Apple owes the California Institute of Technology $837 million for selling devices with patent-infringing Wi-Fi chips, a Los Angeles federal jury ruled on Wednesday. Broadcom, which sold the chips to Apple, owes Caltech another $270 million.
The nine-person jury in the US District Court for the Central District of California reached its verdict after a two-week trial, the Los Angeles Times and Law360 report. Apple and Broadcom plan to appeal the decision.
The patents claim irregular repeat-accumulate codes, a mathematical technique for encoding data that allows it to be reconstructed if some bits are scrambled during transmission. Error-correcting codes have been used in communications networks for decades, but IRA codes offered a better tradeoff between robustness and decoding time than previous techniques. Researchers at Caltech published a paper about the technique in 2000 and filed several patent applications around the same time.
IRA codes were introduced to the Wi-Fi standard with the adoption of 802.11n in 2009. Millions of Broadcom chips—and Apple devices containing those chips—have incorporated the algorithms since then. The devices at issue include iPhones, iPads, and MacBooks.
Neither Apple nor Broadcom licensed Caltech’s patents, and Caltech argued the companies owed hundreds of millions of dollars as a result. The defendants, however, argued that Caltech’s patents shouldn’t have been granted in the first place. They pointed out that other researchers developed and published similar error-correcting codes in the late 1990s and argued that Caltech’s algorithms were obvious extensions of that prior work.
But those arguments didn’t persuade the patent judges who heard them. The Patent Trial and Appeal Board, part of the US Patent Office, rejected Apple’s efforts to invalidate the patents as obvious. The US Court of Appeals for the Federal Circuit upheld that decision last November.

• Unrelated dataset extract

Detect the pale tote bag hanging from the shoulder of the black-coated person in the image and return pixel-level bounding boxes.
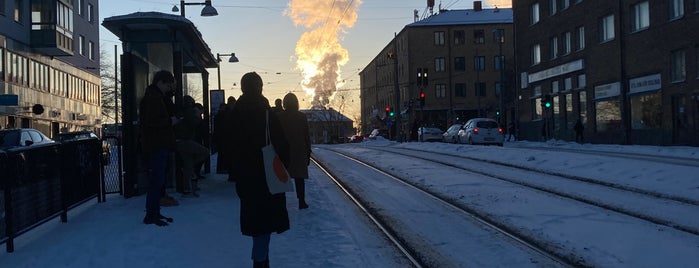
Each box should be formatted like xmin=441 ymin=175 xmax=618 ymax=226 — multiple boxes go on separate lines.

During the trial, Broadcom and Apple argued that its implementation of error-correcting codes wasn’t covered by Caltech’s patents.
“There’s not a shred of evidence showing that Broadcom said, ‘Let’s use Caltech’s invention,'” a defense lawyer argued earlier this month. “That just never happened. The first time that Broadcom heard about these patents was when the lawsuit was filed.”
But accidental patent infringement is still infringement. And the jury determined that Broadcom’s implementation was covered by Caltech patents.